P2‐339: Development of a screening platform for the identification of new Rac1/Rac1b inhibitors active in the prevention of amyloid‐beta production

Using our DATAS™ technology, we have identified genes that are abnormally spliced in brain samples from patients suffering from Alzheimer's disease (AD). Among these genes, the small GTP-binding protein Rac1 is specifically altered, leading to the expression of a constitutively activated Rac1 variant (Rac1b) in the AD brain. Our experiments indicated that oxidative stress and Aβ treatment induced Rac1b expression and that Rac1b can increase Aβ production. Inhibition of β-secretase decreased Rac1b levels concomitantly to Aβ secretion.
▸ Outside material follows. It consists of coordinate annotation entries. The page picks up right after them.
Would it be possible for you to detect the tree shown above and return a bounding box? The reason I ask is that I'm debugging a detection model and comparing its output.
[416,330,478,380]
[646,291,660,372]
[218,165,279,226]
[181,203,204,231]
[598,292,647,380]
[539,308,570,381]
Furthermore, one of our compounds known to specifically inhibit Rac1 and Rac1b, EHT 1864, prevented reactive oxygen species (ROS) generation and Aβ production in vitro and in vivo. As Rac1b is a particularly attractive novel target for AD, we have developed a screening platform to identify new Rac1/Rac1b inhibitors active in the prevention of Aβ production. Ability of new compounds to inhibit Rac1b activity was assessed using BODIPY-GTP exchange assay and G-LISA™ (Cytoskeleton) experiments. Aβ40/Aβ42 concentrations in supernatant of APP-transfected HEK293 cells were measured by ELISA. Cell toxicity was evaluated using a released lactate deshydrogenase assay (CytoTox 96, Promega) and ROS generation was analysed using the fluorescent probe DCFDA (Molecular probes). Our in vitro approach has been divided into three parts: 1) a medium throughput screening based on our compounds' ability to inhibit Rac1b activity, assessed using BODIPY-GTP exchange assay and G-LISA™ experiments; 2) a cell-based assay using APP-transfected HEK293 cells in which we evaluate the compounds' efficacy in inhibiting Aβ40/Aβ42 production together with their potential toxicity; 3) several cellular assays aimed at exploring the link between Rac1b, oxidative stress and Aβ production, using different cell lines and different ways of modulating Rac1b activity. This screening platform allowed us to identify new Rac1/Rac1b inhibitors which modulate Aβ secretion in vitro, and which will be further evaluated for their capacity to decrease Aβ40/Aβ42 levels in guinea pig brains. Several compounds belonging to two different structural families were identified. They may be good candidates for inhibiting Aβ production and ROS generation in the brain of AD patients and may contribute to the development of novel therapies for Alzheimer's disease.